I got three memory dumps submitted to MS the other day. Gostev has my case ID, but if there's some reference to give MS I could submit that to the tech dealing with my case as well, to be sure there's no internal communication breakdown.

jslic · May 03, 2017 9:16 am

Had to kill 2 different ReFS 64k repositories this week as both servers were completed locked due to the ReFS issue. I will be very hesitant to switch back to ReFS again, even if MS comes out with another "fix".

Post by **Gostev** » May 03, 2017 1:41 pm this post

One theory I have that would explain why some users have issues and other don't is the difference in the amount of concurrent tasks. So one troubleshooting step for those experiencing lockups would be to reduce the amount of concurrent tasks on the repository by half and see if that makes any difference to stability. Perhaps even change it to 1 task if you have a lab environment where this issue reproduces. Thanks!

Post by **mkretzer** » May 03, 2017 1:52 pm this post

@gostev: We use no concurrent task limit at all right now and all runs well. But our REFS storage now has 96 Disks and not 24 as before. But even with a limit of 4 tasks REFS locked up with the 24 disk storage...

So in our case the much faster storage seems to have fixed the issue for now...

graham8 · May 03, 2017 2:02 pm

Gostev wrote:One theory I have that would explain why some users have issues and other don't is the difference in a difference in the amount of concurrent tasks. So one troubleshooting step for those experiencing lockups would be to reduce the amount of concurrent tasks on the repository by half and see if that makes any difference to stability. Perhaps even change it to 1 task if you have a lab environment where this issue reproduces. Thanks!
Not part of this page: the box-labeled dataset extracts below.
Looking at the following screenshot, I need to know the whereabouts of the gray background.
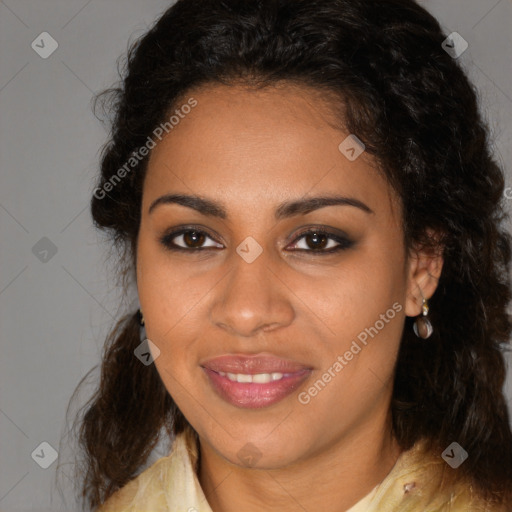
[0,0,512,512]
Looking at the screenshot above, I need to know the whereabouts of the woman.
[67,0,512,512]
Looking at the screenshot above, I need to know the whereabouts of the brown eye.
[183,231,206,249]
[304,232,329,249]
[160,228,222,252]
[293,229,354,255]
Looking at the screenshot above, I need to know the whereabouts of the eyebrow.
[148,190,375,220]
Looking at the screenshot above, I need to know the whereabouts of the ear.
[405,229,443,316]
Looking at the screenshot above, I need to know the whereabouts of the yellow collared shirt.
[97,430,506,512]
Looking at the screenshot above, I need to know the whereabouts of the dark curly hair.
[63,0,512,508]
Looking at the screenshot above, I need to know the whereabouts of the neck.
[199,417,400,512]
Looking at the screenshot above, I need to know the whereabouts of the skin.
[137,84,442,512]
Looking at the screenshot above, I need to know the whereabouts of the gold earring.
[412,299,434,340]
[137,308,144,325]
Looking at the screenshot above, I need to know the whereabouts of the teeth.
[217,372,284,384]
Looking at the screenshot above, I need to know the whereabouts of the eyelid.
[159,224,355,255]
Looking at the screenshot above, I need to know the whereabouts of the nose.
[210,246,295,337]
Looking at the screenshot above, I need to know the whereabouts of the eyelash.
[160,226,354,255]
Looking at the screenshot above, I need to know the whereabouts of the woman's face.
[137,85,438,468]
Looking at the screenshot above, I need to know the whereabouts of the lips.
[202,355,310,375]
[201,355,312,409]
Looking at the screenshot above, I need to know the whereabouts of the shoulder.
[96,431,205,512]
[97,457,171,512]
[368,442,510,512]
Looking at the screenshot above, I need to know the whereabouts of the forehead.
[143,81,396,220]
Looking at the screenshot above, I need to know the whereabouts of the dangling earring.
[412,299,434,340]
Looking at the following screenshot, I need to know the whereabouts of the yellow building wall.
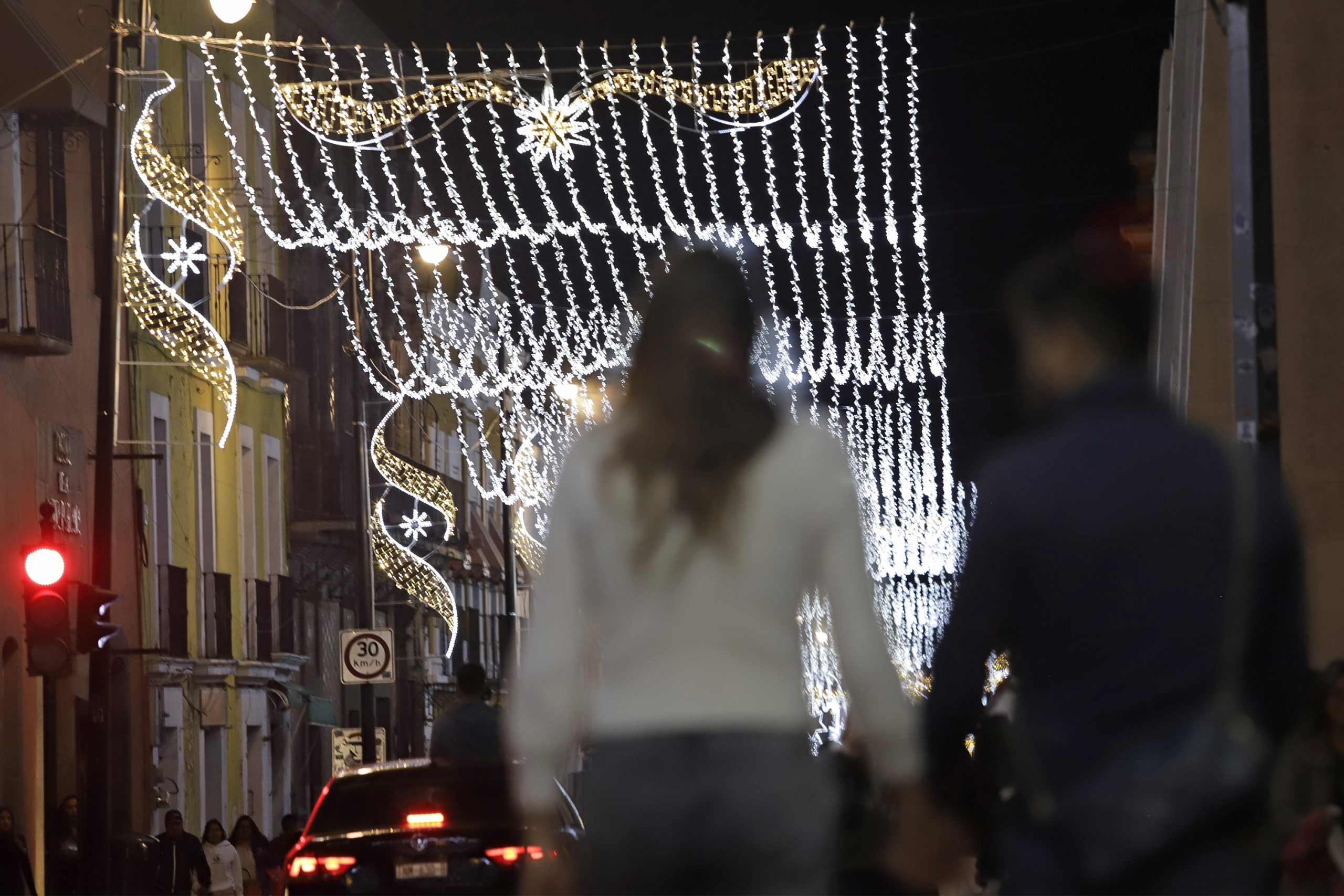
[127,0,290,833]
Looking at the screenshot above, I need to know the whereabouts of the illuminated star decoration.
[160,234,206,277]
[513,81,593,169]
[398,508,429,544]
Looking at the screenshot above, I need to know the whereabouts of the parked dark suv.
[285,759,583,896]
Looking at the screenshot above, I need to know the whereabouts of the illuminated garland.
[368,498,457,656]
[121,215,238,447]
[121,75,243,447]
[136,23,974,733]
[368,402,457,539]
[277,59,817,145]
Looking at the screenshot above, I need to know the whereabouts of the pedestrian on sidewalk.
[228,815,275,896]
[0,806,38,896]
[153,809,209,896]
[200,818,243,896]
[1270,660,1344,893]
[47,794,79,896]
[926,228,1305,893]
[509,251,962,893]
[429,662,504,759]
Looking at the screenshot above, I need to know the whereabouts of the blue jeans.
[583,732,838,893]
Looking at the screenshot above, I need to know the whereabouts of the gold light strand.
[121,215,238,447]
[130,109,243,255]
[579,59,817,115]
[368,402,457,539]
[278,78,508,134]
[278,59,818,135]
[368,498,457,656]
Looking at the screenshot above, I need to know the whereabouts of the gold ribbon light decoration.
[121,77,243,447]
[278,59,820,164]
[368,402,457,656]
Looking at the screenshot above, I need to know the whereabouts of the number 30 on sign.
[340,629,396,685]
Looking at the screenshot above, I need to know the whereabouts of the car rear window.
[308,766,519,837]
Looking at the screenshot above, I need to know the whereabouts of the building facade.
[0,0,148,892]
[1153,0,1344,666]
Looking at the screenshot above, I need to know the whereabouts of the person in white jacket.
[508,251,962,893]
[200,818,243,896]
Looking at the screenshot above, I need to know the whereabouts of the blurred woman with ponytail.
[509,251,946,893]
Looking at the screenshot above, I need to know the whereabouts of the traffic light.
[23,543,72,676]
[75,583,121,653]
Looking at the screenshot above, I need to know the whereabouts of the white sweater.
[508,420,923,810]
[200,840,243,896]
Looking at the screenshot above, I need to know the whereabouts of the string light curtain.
[123,22,973,736]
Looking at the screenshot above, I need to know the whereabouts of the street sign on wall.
[332,728,387,775]
[340,629,396,685]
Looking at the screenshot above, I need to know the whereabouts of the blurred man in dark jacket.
[926,231,1306,893]
[429,662,504,759]
[154,809,209,896]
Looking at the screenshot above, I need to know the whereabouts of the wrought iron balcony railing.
[0,224,72,355]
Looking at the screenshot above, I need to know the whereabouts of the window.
[261,435,285,576]
[238,426,257,657]
[194,408,215,656]
[38,125,67,236]
[149,392,172,565]
[447,433,463,482]
[200,725,228,827]
[195,408,215,572]
[185,50,206,180]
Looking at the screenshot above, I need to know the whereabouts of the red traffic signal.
[23,547,66,586]
[23,544,74,676]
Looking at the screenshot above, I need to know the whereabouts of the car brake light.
[485,846,545,865]
[289,856,355,879]
[406,811,444,827]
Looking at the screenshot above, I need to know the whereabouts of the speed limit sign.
[340,629,396,685]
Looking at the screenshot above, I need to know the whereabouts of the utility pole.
[79,0,125,893]
[350,252,377,764]
[500,414,519,678]
[1226,0,1279,469]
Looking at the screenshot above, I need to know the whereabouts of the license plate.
[396,860,447,880]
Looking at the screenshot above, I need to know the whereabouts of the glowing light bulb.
[415,243,447,265]
[209,0,257,24]
[23,548,66,586]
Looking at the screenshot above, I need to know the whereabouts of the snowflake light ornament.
[513,81,593,169]
[396,508,429,544]
[159,234,207,277]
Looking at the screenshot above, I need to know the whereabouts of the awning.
[308,697,340,728]
[269,681,340,728]
[466,520,504,579]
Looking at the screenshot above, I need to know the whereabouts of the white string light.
[131,23,973,736]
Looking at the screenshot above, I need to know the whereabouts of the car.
[285,759,583,896]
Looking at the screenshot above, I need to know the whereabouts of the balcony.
[141,226,295,376]
[0,224,72,355]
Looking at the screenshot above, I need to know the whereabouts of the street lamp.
[415,243,447,265]
[209,0,257,26]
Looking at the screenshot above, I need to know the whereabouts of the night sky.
[362,0,1173,476]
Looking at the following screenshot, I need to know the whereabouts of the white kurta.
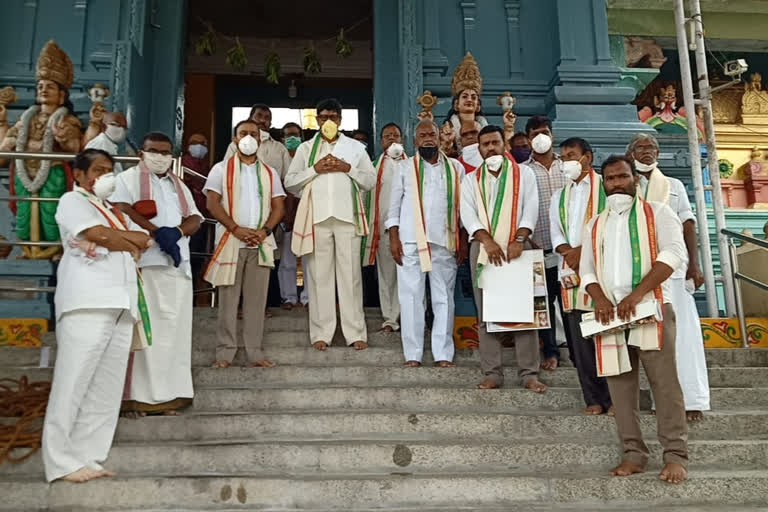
[386,156,464,362]
[42,192,138,482]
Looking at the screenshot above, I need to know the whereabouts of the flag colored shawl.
[559,169,605,311]
[408,153,461,272]
[291,133,368,256]
[203,153,275,286]
[591,197,664,377]
[472,156,520,286]
[77,187,152,351]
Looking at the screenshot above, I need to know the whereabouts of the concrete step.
[0,435,768,477]
[0,468,768,512]
[188,382,768,412]
[105,404,768,442]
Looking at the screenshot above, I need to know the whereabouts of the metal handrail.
[720,229,768,348]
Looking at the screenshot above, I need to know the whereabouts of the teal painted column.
[549,0,653,156]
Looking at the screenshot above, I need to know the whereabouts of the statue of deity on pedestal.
[0,41,85,259]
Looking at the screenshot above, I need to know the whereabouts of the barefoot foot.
[611,460,645,476]
[659,462,688,484]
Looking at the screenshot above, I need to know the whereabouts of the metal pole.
[675,0,720,317]
[728,238,749,348]
[686,0,736,316]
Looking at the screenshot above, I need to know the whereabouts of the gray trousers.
[606,304,688,467]
[216,249,272,362]
[469,241,541,386]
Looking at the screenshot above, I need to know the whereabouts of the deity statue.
[0,41,86,259]
[447,52,488,145]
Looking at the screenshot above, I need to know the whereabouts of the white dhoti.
[303,217,368,345]
[128,266,194,404]
[42,309,134,482]
[277,231,309,305]
[397,243,458,362]
[376,234,400,331]
[669,278,710,411]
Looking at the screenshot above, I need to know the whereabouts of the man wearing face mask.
[627,133,710,421]
[385,120,464,368]
[277,123,309,309]
[461,125,547,393]
[549,137,612,415]
[525,116,568,371]
[111,132,203,416]
[84,112,128,174]
[204,120,285,368]
[361,123,408,332]
[579,156,688,484]
[285,99,376,351]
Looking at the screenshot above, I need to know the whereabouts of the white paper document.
[480,251,542,323]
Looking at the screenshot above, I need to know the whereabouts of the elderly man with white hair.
[627,133,710,421]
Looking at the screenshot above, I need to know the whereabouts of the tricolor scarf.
[559,169,605,311]
[591,197,664,377]
[408,153,461,272]
[139,161,189,219]
[291,133,368,256]
[472,155,520,287]
[643,167,669,204]
[360,153,405,267]
[75,187,152,351]
[203,153,275,286]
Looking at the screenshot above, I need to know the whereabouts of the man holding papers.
[461,126,547,393]
[549,137,611,415]
[579,156,688,484]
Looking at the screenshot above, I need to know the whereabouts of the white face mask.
[141,153,173,174]
[387,142,403,159]
[635,160,657,172]
[237,135,259,156]
[531,133,552,155]
[104,124,125,144]
[606,194,635,213]
[189,144,208,158]
[563,160,582,181]
[485,155,504,172]
[93,172,116,199]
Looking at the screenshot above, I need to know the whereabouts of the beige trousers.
[376,231,400,331]
[606,304,688,466]
[304,217,368,345]
[469,241,541,386]
[216,249,271,362]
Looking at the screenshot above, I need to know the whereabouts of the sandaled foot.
[659,462,688,484]
[584,405,603,416]
[611,460,645,476]
[248,359,277,368]
[523,379,547,393]
[477,379,499,389]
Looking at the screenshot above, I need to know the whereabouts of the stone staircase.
[0,309,768,512]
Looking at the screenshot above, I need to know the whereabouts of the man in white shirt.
[285,99,376,351]
[461,125,547,393]
[203,120,285,368]
[549,137,612,415]
[386,121,464,368]
[627,133,710,421]
[362,123,408,332]
[579,156,688,483]
[110,132,203,417]
[84,112,128,174]
[42,149,152,482]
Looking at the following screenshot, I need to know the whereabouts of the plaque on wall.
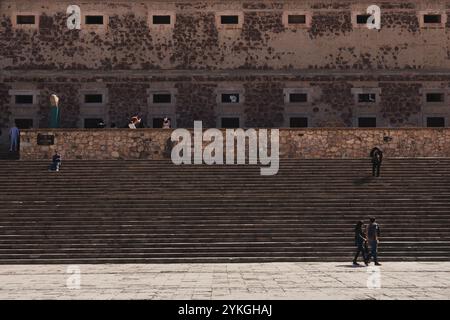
[38,134,55,146]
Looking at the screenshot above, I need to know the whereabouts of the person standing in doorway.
[50,94,61,128]
[49,151,61,171]
[9,124,20,152]
[353,221,369,266]
[163,117,170,129]
[370,147,383,177]
[366,217,381,266]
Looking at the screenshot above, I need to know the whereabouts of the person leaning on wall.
[49,94,61,128]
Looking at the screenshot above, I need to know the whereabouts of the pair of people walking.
[353,217,381,266]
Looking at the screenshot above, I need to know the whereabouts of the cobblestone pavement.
[0,262,450,300]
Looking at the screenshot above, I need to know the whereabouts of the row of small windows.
[14,92,445,104]
[10,117,445,129]
[16,14,442,25]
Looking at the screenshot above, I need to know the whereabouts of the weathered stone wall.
[0,0,450,128]
[0,0,450,70]
[0,71,450,128]
[21,129,450,160]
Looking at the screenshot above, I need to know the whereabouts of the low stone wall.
[21,128,450,160]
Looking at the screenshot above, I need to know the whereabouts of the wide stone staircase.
[0,159,450,264]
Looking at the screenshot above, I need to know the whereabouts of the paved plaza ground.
[0,262,450,300]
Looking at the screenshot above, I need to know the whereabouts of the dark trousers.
[50,161,61,171]
[353,243,368,263]
[369,240,378,262]
[372,162,381,177]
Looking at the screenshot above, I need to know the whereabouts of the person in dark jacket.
[370,147,383,177]
[366,217,381,266]
[50,151,61,171]
[353,221,369,266]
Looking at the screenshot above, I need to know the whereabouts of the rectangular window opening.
[427,117,445,128]
[358,117,377,128]
[289,117,308,128]
[221,118,240,129]
[14,119,33,130]
[426,92,444,102]
[358,93,377,103]
[222,93,239,103]
[84,94,103,103]
[84,118,105,129]
[289,93,308,103]
[153,93,172,103]
[85,16,103,25]
[220,16,239,24]
[153,15,171,24]
[288,14,306,24]
[356,14,370,24]
[423,14,442,23]
[15,94,34,104]
[16,15,36,25]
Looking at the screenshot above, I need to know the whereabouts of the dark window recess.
[427,117,445,128]
[220,16,239,24]
[84,94,103,103]
[17,16,36,24]
[358,93,377,103]
[85,16,103,24]
[222,93,239,103]
[289,117,308,128]
[427,93,444,102]
[288,14,306,24]
[356,14,370,24]
[14,119,33,130]
[289,93,308,103]
[153,16,170,24]
[84,118,105,129]
[423,14,442,23]
[39,16,53,31]
[15,95,33,104]
[153,93,172,103]
[221,118,239,129]
[152,118,172,128]
[358,117,377,128]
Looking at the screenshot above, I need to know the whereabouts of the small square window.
[84,94,103,103]
[153,15,171,24]
[289,93,308,103]
[153,93,172,103]
[85,16,103,25]
[358,93,377,103]
[16,15,36,25]
[426,92,444,102]
[423,14,442,23]
[220,15,239,24]
[356,14,370,24]
[288,14,306,24]
[84,118,105,129]
[221,93,239,103]
[358,117,377,128]
[152,118,172,128]
[221,118,240,129]
[427,117,445,128]
[289,117,308,128]
[14,119,33,130]
[15,94,34,104]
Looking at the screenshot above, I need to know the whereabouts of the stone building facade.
[0,0,450,128]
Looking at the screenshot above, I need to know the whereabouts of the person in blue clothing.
[9,124,20,152]
[353,221,369,266]
[50,151,61,171]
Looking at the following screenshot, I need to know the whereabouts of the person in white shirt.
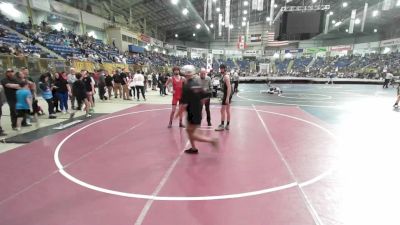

I thought so at first too. One of the last series of lockups I got, though, was actually just trying to physically delete some Veeam backup images on disk, with Veeam completely disabled. The background "cleanup" process that slowly frees up available disk space after deletion spiked memory steadily up to 100% and nuked the server...you would get a few minutes to scramble around on each system boot before the ReFS kernel driver wrecked the machine. So, while concurrent tasks might be a factor in some cases, even just deleting some files (albeit, veeam block-cloned files) from disk without Veeam initiating any tasks at all can cause the issue. This is the series of memory dumps that Microsoft now has their hands on with my case.

I can only imagine that Veeam itself requesting that a repo remove some old block cloned files just like I manually did could result in the same thing happening.

I'm not sure if deleting similarly-sized files on 2016 ReFS which were *not* block cloned would result in the same sort of disaster or not. I'm just trying not to breathe too hard around any of our ReFS servers.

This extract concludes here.